Read them all, in that order, to learn of an assistant pig-keeper, an oracular pig, fair folk, cauldron-born warriors, a princess enchantress, bards and minstrels, sorcerers and witches, and kings and queens.
The Wilderking Trilogy by Jonathan Rogers. This three-volume story of Aidan of Corenwald has Biblical parallels, but the setting is in a swampy land that reminded me of Florida or Georgia. These stories of Aidan and his relationship with King Darrow, Prince Steren, and the feechifolk are
The Bark of the Bog Owl.
The Secret of the Wilderking
The Way of the Swamp King.
Dealing With Dragons by Patrica Wrede, Book One of The Enchanted Forest Chronicles. Other books in this delightfully humorous series featuring an independent princess and some grumpy dragons are:
Searching for Dragons
Calling on Dragons
Talking to Dragons
Other possibilities:
E. Nesbit’s Five Children and It.
Half Magic by Edward Eager. Four children are able to make wishes, but only have them half-fulfilled.

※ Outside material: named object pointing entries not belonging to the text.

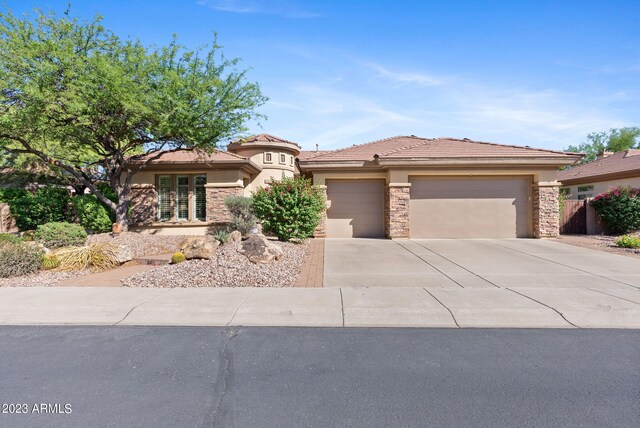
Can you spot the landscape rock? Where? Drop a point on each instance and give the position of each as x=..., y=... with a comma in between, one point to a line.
x=235, y=236
x=123, y=253
x=199, y=247
x=259, y=249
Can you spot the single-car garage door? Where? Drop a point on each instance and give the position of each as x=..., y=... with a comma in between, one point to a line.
x=356, y=208
x=469, y=207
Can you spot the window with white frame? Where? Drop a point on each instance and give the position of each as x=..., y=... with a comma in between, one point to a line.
x=182, y=197
x=199, y=197
x=164, y=198
x=585, y=192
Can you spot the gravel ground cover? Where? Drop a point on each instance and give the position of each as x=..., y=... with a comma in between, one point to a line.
x=43, y=278
x=227, y=269
x=600, y=242
x=141, y=245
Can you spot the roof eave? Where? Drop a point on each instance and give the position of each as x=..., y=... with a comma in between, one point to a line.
x=488, y=161
x=314, y=165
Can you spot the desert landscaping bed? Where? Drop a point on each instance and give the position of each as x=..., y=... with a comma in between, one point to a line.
x=227, y=268
x=140, y=245
x=601, y=243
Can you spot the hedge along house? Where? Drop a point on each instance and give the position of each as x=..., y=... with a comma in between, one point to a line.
x=411, y=187
x=400, y=187
x=183, y=191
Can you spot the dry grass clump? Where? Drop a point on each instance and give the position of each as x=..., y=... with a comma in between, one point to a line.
x=96, y=257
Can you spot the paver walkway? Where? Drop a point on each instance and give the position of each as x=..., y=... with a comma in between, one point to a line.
x=312, y=274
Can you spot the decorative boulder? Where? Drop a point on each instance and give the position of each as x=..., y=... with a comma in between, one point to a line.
x=123, y=253
x=235, y=236
x=199, y=247
x=259, y=249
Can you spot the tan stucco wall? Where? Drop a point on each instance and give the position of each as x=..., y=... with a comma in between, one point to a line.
x=274, y=170
x=399, y=175
x=602, y=186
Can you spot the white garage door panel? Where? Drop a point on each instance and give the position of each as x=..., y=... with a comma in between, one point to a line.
x=356, y=208
x=469, y=208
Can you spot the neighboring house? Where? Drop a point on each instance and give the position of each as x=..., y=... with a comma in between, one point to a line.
x=400, y=187
x=609, y=170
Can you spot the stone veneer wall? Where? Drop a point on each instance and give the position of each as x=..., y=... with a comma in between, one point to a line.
x=144, y=205
x=397, y=210
x=546, y=211
x=321, y=229
x=216, y=209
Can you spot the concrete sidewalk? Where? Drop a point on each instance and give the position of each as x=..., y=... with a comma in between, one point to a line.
x=327, y=307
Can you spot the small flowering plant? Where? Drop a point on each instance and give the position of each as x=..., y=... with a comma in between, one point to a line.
x=289, y=208
x=619, y=209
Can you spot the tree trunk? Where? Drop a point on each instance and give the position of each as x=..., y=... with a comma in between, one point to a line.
x=122, y=220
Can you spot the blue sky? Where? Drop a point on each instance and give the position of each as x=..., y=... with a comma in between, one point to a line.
x=539, y=73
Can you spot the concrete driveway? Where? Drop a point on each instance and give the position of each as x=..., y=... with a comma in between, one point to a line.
x=474, y=263
x=482, y=283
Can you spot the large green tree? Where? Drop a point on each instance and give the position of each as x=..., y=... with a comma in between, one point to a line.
x=84, y=100
x=615, y=140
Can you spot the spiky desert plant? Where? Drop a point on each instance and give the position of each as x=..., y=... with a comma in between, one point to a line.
x=50, y=261
x=94, y=257
x=178, y=258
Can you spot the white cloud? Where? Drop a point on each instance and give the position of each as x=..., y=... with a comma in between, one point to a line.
x=420, y=79
x=286, y=8
x=337, y=101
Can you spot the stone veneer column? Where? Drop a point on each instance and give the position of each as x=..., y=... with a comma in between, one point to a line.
x=144, y=205
x=216, y=209
x=397, y=210
x=546, y=210
x=321, y=229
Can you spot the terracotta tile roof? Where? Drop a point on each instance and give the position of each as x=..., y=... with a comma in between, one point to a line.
x=190, y=156
x=412, y=147
x=264, y=138
x=617, y=163
x=308, y=154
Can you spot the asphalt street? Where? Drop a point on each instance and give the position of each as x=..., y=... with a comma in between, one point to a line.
x=316, y=377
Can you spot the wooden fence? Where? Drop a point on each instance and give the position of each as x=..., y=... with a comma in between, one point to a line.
x=574, y=217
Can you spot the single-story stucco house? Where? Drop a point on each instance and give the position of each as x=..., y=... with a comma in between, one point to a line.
x=400, y=187
x=607, y=171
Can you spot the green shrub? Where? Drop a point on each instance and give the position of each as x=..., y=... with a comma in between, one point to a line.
x=29, y=235
x=242, y=217
x=619, y=209
x=92, y=214
x=45, y=205
x=50, y=261
x=222, y=236
x=61, y=234
x=627, y=241
x=178, y=258
x=19, y=258
x=8, y=195
x=10, y=238
x=289, y=208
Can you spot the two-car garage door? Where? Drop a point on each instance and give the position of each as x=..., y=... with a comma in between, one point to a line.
x=469, y=207
x=459, y=207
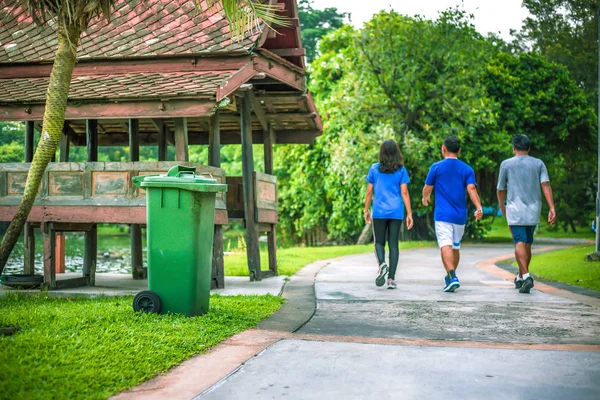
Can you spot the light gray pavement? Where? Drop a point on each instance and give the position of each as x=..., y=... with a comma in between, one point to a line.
x=125, y=285
x=484, y=341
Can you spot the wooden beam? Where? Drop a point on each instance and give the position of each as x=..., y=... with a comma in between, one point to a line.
x=293, y=52
x=110, y=110
x=162, y=139
x=90, y=255
x=258, y=111
x=181, y=139
x=29, y=135
x=64, y=144
x=269, y=140
x=235, y=81
x=252, y=245
x=91, y=132
x=29, y=249
x=114, y=67
x=134, y=140
x=214, y=141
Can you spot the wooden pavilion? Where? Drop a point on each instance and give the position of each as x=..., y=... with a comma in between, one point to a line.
x=159, y=74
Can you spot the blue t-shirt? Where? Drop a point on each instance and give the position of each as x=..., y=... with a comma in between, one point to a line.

Tom’s Midnight Garden by Philippa Pearce. Tom hears the grandfather clock strike 13 and finds himself able to go back in time into a Victorian-era garden.
The Gammage Cup by Carolyn Kendall. The story of five non-conformist Minnipins who become unlikely heroes. The Periods, stodgy old conservatives with names such as Etc. and Geo., are wonderful parodies of those who are all caught up in the forms and have forgotten the meanings. And Muggles, Mingy, Gummy, Walter the Earl, and Curley Green, the Minnipins who don’t quite fit in and who paint their doors colors other than green, are wonderful examples of those pesky artistic/scientific types who live just outside the rules of polite society.
I like all your picks, need to add them to the TBR list.
George Macdonald has some really good books. You’re spot on by comparing his works to C.S. Lewis.